Thursday, April 21, 2011

Remembering The Present

Reposting another author's work in full is something I don't like doing, unless the circumstances call for it. Calculated Risk is a site dealing in analysis of the Big Indicators of economic movement (Housing, Employment, Money Supply; Manufacturing; Shipping, and Durable Goods), created by Bill McBride.

I'd at least give it a cursory look, even if reading about data and numbers isn't your thing. I've been a financial analyst Dog and enjoy the satisfaction of working (not massaging) the data to determine a result. Due to the clarity of his analysis (the infoporn quotient of his charts is Teh Hot) and utter lack of spin, the site is excellent.

McBride posted a short article yesterday which succinctly described the movement of society and economics over the past ten years, and gives the flavor of what you might find on the site on any given day. I'm reposting it here.
More than a Lost Decade
by CalculatedRisk on 4/20/2011 09:13:00 PM

I've been more upbeat lately, but even as the economy recovers - and I think the recovery will continue - we need to remember a few facts.

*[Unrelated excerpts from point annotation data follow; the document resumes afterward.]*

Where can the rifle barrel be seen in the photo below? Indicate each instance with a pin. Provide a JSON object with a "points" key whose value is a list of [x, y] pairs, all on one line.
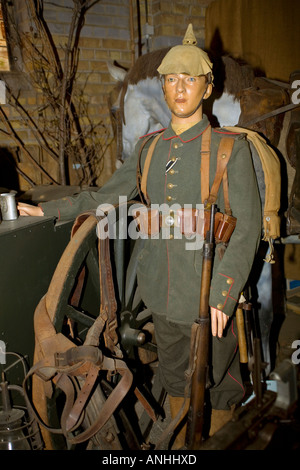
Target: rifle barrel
{"points": [[200, 348]]}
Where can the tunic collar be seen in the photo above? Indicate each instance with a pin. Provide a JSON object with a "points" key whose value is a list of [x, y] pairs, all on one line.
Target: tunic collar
{"points": [[190, 134]]}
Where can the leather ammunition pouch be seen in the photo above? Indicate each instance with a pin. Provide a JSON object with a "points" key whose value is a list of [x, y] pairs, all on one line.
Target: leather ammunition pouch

There are currently 130.738 million payroll jobs in the U.S. (as of March 2011). There were 130.781 million payroll jobs in January 2000. So that is over eleven years with no increase in total payroll jobs.

And the median household income in constant dollars was $49,777 in 2009. That is barely above the $49,309 in 1997, and below the $51,100 in 1998. (Census data here in Excel).

Just a reminder that many Americans have been struggling for a decade or more. The aughts were a lost decade for most Americans.

And I'd like to think every U.S. policymaker wakes up every morning and reminds themselves of the following:

There are currently 7.25 million fewer payroll jobs than before the recession started in 2007, with 13.5 million Americans currently unemployed. Another 8.4 million are working part time for economic reasons, and about 4 million more workers have left the labor force. Of those unemployed, 6.1 million have been unemployed for six months or more.

So even as we start to discuss how to fix the structural budget deficit, and also to address the long term fiscal challenges from healthcare costs, we can't forget about all of these Americans.

Of course, during the same period (2001 - 2011), in addition to employment, we also lost over four thousand soldiers, sailors, Marines and airmen; the trust of a civilized world; and much of our collective self-respect and what passed for democracy in America. We also lost much of our reason, our capacity for outrage, and squandered the fruits of the labor of generations just to satisfy the greed of a small percentage of our population.

But, hey; we got to see pictures of Brittney Spears and Lindsay Lohan climbing out of limos without underwear. So 's all Good; Yo.